Ветер лезет под куртку безжалостно - по-воровски и по-грабительски - да и на балконе стоять сейчас уже довольно холодно, но я все-таки стараюсь терпеть. Терпеть и тихо бить в бубен - мне и самому вдруг стало интересно поколотить немножечко в самый настоящий символ самого настоящего шаманства! Шаманская профессия, как оказывается, здорово согревает, с каждым ударом я словно бы получаю растущую власть над холодным и тяжелым ветром. Ветер и бубен - ветер и время - вечер и время - ветер, ветер, ветер, вечер, вечер, вечер, север, север, север, море, море, море, горе, горе, горе, гордый, гордый, гордый, твердый, твердый, твердый, верный, верный, верный, горний, горний, горний... Горний воздух сгущается, пространство гудит все пронзительнее и сильнее, и я чувствую, что и космос начинает петь в такт бубну, что поют и все люди - эти частицы единого моря, единого горя и единого мира! Мир вокруг начинает пробуждаться, вот уже слышны и грозные крики потревоженных врагов - духов преисподней: "Прекратите хулиганство, что это такое - поспать не дают, эй вы там - немедленно кончайте!.." Кончается и время вокруг меня, и начинается новая историческая эпоха. Эпоха древняя и в то же время эпоха юная и ясная- я шаман, я камлаю на берегу холодного северного моря, вокруг горькая осенняя ночь, невидимые духи скользят над головами собравшихся соплеменников, подземный, земной и надзвездный миры гулко раскачиваются и гудят в такт ударам бубна. Бубен звенит как мощный ствол мирового дерева от земли и до неба, я начинаю видеть струящийся из глубины Вселенной тусклый свет, но вдруг душу затапливает яркий и колючий звон. Звонок входной двери трещит и грохочет от множества кулаков. Кулаки барабанят по нему столь же неистово и грозно, как минуту назад неистовые и грозные духи пели над просторами сильного северного моря. Море послушалось духов и затопило нового шамана, чтобы заглушить его великий призывающий бубен...

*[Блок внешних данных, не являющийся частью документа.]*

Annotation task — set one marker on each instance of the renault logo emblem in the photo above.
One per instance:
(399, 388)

Ветер свистит в моих ушах, когда я возвращаюсь домой, расстроенный и угнетенный, опечаленный парой искренних и крепких зуботычин, а позднее еще и милицейским протоколом о нарушении внутреннего распорядка в гостинице. Гостиница медленно растворяется в сумраке и скуке поздней ночи... Поздно ночью я долго вслушивался в звуки далекого города, и вдруг мне показалось, что среди них все еще неумолчно звучит тот, главный, приказывающий земле каменеть неподвижно, а небу висеть хрустальным куполом и не падать на землю - тихий и твердый бубен... Мой бубен.